Numerous studies have highlighted the advantages of performing clinical remount and the procedures involved as part of the remount procedure for correcting occlusal discrepancies of complete denture prosthesis3238. However studies evaluating the presence, number and distribution of occlusal contacts of the remounted complete denture prior to this occlusal adjustment seem to be lacking.

There is general belief that sufficient occlusal contacts and fairly even distribution of contacts occur in constructed complete denture without clinical remount and occlusal adjustment may not be necessary due to its time consuming and nature. The few studies that do evaluate the occlusal contacts prior to remount demonstrate uneven and insufficient occlusal contacts at the centric relation position and excursive movements, and this can be corrected by the selective grinding procedure.22,39

The above mentioned concepts are based on occlusal concepts and arrangement of teeth to optimize function through increasing retention, stability and controlling forces acting on the denture bearing area. However of great importance in patient acceptance of complete denture is esthetics.

The concept of Dynesthetics and Dentogenics provides a more natural prosthesis, which not only pleases the patient but also is a quality of care that must be provided. Excellent esthetics can be obtained by simple techniques, using specific tooth molds for males and females, arranging teeth in synchronization with personality and age and sculpting the denture base with more natural contours.

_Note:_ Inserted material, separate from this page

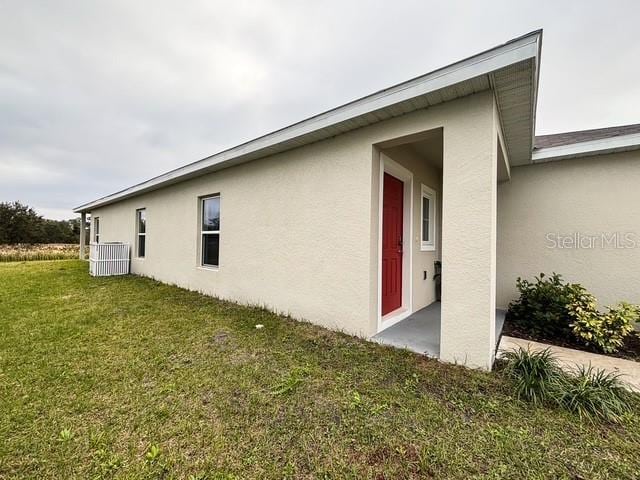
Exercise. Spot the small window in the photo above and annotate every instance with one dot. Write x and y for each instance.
(141, 231)
(428, 217)
(96, 229)
(210, 231)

Frush and Fisher40 suggested the use of specific molds for males and females rather than making a single mold work for both. They also advocated rotational and positional changes with individual anteriors to achieve different light deflections; this enhances the appearance of vitality in non-vital substances. Using non-interceptive linear occlusion posterior teeth and a bilateral fulcrum of protrusive stability, anterior teeth are placed in the positions where they were prior to loss. This allows functional anterior rotational contacts to be avoided. Promoting stability and positioning that enhances phonetics and esthetics of the prosthesis. Besides this following this concept with lapping, rotation, and long axis angulation of individual teeth make prosthesis literally come alive.

What is essential to understand is that dentogenics is a guide to the prosthodontist and not a compulsion.

While the imaginative power of the dental professional is essential, it is necessary to understand the principles of the concept and their method of execution to able to provide the patients with the maximum benefit of it.4043

Conclusion

Success of prosthodontic treatment in edentulous patients depends upon acceptable function and esthetics of complete dentures.

Complete denture occlusion plays a role in providing uniform distribution of masticatory forces, better retention and stabilization of denture bases. Complete denture occlusion should satisfy the dynamic interrelationships between forces which stabilize and destabilize the denture, including freedom in centric, and the individual arrangement of denture teeth.

A good occlusal philosophy combined with esthetics is paramount in the patient acceptance of a complete denture prosthesis.

Although no single occlusal concept can be identified as adequate in all patients each philosophy has its own indications and limitations. Only through a thorough understanding of these and their benefits and drawbacks can we provide the best possible prosthetic rehabilitation to our patients.